Commanders and leaders
- Dai Anlan: Tadashi Hanaya

Units involved
- 200th Division Cavalry Regiment (minus two companies); 1st Company, 598th Infantry Regiment;: 55th Division 143rd Regiment;

Casualties and losses
- Chinese Claim : Initial ambush : not reported. Battle at the south bank of Pyu : several dozen casualties.: Chinese Claim : Initial ambush : 30+ killed; 20 rifles, 2 machine guns, and 19 motorbikes captured; Battle at the south bank of Pyu : approximately 200 killed or wounded.

= Battle of Tachiao =

The Battle of Tachiao (March 18–19, 1942), was the first clash in the Battle of Yunnan-Burma Road in the Burma Campaign of World War II and Second Sino-Japanese War.

Advanced elements of the 200th Division arrived at Toungoo on March 8, 1942 and took over defensive positions from the British forces. The city of Toungoo itself would be the main defensive position of the Chinese forces, with an outpost a few kilometers to the south at Oktwin.

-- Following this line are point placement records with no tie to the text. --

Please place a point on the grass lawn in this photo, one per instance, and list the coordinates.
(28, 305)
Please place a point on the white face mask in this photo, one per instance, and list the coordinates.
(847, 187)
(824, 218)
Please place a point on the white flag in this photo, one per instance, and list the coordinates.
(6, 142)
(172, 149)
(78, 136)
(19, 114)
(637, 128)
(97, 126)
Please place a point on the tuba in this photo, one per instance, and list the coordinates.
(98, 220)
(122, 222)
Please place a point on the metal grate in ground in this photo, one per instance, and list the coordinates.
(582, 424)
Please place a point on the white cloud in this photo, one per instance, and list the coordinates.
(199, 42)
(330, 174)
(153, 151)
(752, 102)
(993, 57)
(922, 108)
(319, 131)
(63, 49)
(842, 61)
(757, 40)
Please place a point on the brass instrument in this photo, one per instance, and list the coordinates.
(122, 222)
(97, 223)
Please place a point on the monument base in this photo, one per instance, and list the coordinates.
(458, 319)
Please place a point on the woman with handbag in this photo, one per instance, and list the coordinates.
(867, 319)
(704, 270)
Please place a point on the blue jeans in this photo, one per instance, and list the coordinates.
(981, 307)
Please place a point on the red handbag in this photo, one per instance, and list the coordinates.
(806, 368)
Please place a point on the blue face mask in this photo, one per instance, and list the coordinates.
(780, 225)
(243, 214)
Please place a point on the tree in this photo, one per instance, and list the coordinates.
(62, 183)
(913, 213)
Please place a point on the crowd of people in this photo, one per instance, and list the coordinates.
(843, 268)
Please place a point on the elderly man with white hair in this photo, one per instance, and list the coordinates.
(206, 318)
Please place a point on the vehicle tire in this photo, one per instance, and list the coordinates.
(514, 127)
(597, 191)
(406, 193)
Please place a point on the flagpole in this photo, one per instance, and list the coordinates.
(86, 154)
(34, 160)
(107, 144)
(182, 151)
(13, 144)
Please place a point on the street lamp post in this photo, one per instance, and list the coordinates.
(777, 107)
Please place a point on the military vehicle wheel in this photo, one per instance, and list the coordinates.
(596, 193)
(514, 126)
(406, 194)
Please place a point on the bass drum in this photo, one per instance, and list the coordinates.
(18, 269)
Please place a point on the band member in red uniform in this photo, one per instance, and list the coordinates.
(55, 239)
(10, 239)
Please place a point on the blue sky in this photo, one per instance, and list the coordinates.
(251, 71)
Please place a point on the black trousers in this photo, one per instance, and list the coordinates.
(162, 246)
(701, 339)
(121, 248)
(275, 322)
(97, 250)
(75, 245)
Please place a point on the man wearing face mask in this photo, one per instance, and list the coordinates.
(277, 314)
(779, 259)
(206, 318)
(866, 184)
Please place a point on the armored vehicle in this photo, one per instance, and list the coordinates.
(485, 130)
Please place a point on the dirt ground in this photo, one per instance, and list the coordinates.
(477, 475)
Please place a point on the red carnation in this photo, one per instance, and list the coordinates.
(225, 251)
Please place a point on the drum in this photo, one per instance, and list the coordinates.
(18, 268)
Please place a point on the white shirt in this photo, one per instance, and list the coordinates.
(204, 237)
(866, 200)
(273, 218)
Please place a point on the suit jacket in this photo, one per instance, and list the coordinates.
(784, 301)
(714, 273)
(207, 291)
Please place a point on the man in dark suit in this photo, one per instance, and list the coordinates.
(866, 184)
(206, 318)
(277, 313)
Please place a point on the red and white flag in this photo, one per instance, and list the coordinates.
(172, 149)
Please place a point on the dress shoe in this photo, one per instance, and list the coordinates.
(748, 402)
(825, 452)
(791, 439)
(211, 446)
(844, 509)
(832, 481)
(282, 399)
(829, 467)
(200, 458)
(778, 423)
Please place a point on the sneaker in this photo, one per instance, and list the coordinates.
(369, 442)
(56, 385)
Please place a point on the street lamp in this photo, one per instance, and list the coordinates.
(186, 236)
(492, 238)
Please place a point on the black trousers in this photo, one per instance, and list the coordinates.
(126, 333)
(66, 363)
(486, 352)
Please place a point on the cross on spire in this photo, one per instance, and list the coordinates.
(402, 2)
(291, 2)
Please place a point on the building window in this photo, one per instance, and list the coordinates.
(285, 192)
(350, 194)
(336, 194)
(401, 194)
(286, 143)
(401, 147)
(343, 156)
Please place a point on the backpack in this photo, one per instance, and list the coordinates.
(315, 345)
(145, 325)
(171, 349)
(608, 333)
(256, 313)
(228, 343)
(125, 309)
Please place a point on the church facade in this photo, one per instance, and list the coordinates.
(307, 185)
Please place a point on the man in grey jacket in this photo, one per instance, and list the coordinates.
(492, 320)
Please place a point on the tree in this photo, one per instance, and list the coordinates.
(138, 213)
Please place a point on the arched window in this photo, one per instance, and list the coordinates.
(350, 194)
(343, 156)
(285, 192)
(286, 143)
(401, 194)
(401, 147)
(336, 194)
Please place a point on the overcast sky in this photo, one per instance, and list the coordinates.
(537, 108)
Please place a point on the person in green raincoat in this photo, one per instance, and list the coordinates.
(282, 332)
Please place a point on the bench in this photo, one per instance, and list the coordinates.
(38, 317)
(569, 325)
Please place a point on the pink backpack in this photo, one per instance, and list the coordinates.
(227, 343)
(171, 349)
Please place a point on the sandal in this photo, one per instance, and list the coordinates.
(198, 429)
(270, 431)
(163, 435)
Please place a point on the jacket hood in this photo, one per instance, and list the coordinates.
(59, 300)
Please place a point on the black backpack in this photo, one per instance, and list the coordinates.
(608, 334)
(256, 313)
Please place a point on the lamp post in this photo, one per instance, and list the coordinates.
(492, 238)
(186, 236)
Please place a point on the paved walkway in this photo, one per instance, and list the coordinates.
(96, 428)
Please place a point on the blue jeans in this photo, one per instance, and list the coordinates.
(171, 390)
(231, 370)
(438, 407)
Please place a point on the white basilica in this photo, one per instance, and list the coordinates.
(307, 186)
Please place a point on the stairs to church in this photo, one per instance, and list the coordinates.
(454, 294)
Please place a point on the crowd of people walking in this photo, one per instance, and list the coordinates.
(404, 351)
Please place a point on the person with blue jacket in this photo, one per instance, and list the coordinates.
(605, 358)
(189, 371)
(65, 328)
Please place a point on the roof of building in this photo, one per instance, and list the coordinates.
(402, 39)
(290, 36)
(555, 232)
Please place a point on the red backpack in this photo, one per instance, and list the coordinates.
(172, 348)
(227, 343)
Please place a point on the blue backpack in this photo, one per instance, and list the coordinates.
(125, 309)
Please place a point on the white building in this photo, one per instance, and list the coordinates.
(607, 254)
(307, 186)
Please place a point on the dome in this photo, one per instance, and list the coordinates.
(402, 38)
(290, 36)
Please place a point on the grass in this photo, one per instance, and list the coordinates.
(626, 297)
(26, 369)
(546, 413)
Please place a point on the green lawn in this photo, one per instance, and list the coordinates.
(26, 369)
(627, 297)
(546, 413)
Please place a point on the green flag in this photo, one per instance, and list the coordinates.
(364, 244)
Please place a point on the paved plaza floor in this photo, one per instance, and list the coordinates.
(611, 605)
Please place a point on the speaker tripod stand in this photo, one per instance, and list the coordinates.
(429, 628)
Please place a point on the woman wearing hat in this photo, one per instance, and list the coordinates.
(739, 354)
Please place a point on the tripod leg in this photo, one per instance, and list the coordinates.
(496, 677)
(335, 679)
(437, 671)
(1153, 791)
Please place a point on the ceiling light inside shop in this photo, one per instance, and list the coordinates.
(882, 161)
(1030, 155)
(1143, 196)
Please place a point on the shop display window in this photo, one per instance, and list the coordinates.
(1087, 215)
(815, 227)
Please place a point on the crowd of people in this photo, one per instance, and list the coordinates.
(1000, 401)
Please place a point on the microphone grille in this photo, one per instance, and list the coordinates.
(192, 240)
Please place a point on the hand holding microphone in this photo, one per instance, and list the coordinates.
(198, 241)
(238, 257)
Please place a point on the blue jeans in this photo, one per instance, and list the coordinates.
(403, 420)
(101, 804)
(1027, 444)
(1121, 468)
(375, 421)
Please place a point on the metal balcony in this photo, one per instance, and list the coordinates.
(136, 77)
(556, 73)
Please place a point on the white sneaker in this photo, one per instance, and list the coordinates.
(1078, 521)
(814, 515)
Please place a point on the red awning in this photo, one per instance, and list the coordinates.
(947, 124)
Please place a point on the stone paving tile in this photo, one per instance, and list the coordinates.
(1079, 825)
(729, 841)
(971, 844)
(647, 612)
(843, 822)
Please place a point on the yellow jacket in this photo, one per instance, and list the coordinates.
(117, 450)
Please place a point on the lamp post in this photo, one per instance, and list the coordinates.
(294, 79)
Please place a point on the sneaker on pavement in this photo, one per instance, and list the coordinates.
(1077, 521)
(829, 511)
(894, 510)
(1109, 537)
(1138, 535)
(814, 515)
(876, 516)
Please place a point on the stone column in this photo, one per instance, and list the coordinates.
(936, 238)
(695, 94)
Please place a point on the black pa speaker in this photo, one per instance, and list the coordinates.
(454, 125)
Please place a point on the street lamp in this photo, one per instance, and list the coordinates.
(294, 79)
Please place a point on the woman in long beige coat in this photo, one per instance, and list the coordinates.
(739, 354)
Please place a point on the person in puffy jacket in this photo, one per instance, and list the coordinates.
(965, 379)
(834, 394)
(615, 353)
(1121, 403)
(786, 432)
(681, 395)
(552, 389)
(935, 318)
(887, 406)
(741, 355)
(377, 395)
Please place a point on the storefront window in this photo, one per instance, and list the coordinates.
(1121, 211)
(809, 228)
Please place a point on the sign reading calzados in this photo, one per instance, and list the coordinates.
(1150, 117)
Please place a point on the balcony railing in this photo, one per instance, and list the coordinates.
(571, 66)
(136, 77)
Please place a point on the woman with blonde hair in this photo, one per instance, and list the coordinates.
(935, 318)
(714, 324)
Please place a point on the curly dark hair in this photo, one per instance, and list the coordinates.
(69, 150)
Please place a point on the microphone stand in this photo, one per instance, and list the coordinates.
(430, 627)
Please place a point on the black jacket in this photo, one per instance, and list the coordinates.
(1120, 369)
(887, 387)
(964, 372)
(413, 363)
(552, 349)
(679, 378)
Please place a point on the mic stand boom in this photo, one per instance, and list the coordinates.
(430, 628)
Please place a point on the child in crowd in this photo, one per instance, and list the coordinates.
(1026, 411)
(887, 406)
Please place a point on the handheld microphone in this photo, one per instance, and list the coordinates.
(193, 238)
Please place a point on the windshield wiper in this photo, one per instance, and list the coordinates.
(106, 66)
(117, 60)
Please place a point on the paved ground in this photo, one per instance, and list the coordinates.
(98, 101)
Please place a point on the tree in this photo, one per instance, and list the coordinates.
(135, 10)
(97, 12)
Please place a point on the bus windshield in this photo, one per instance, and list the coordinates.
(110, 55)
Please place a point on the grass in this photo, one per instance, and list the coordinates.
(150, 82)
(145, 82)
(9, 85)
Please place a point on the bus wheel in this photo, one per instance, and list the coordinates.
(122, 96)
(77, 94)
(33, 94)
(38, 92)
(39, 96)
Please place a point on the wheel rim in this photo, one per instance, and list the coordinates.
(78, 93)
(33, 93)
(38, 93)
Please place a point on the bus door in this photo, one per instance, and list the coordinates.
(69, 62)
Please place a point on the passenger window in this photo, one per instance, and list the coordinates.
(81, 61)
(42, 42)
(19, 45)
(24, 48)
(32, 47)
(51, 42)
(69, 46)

Major-General Dai Anlan the divisional commander, sent the Motorized Cavalry Regiment and 1st Company, 598th Infantry Regiment to the banks of the Kan River 35 miles south of Toungoo and 12 miles south of the town of Pyu. The cavalry regiment plus a company of infantry pushed up to Kan River, with a platoon of cyclists taking up positions at the bridge over the river.

At first light on March 18, the 55th Division's commander, Tadashi Hanaya, sent about 200 Japanese reconnaissance troops from the division's 143rd Regiment to advance right up to the bridge on motorbikes. Upon reaching the outposts, they were ambushed by the Chinese troops hiding along the sides of the road. Chinese armoured cars joined the attack and after three hours of fighting the Japanese fell back, leaving some 30 dead behind together with some twenty rifles, two light machine guns and some 19 motorbikes. After night fell, the Japanese continued their attacks with small units, and the Chinese covering force fell back toward their line at Oktwin. Following up the next day, Pyu fell to the Japanese on the 19th.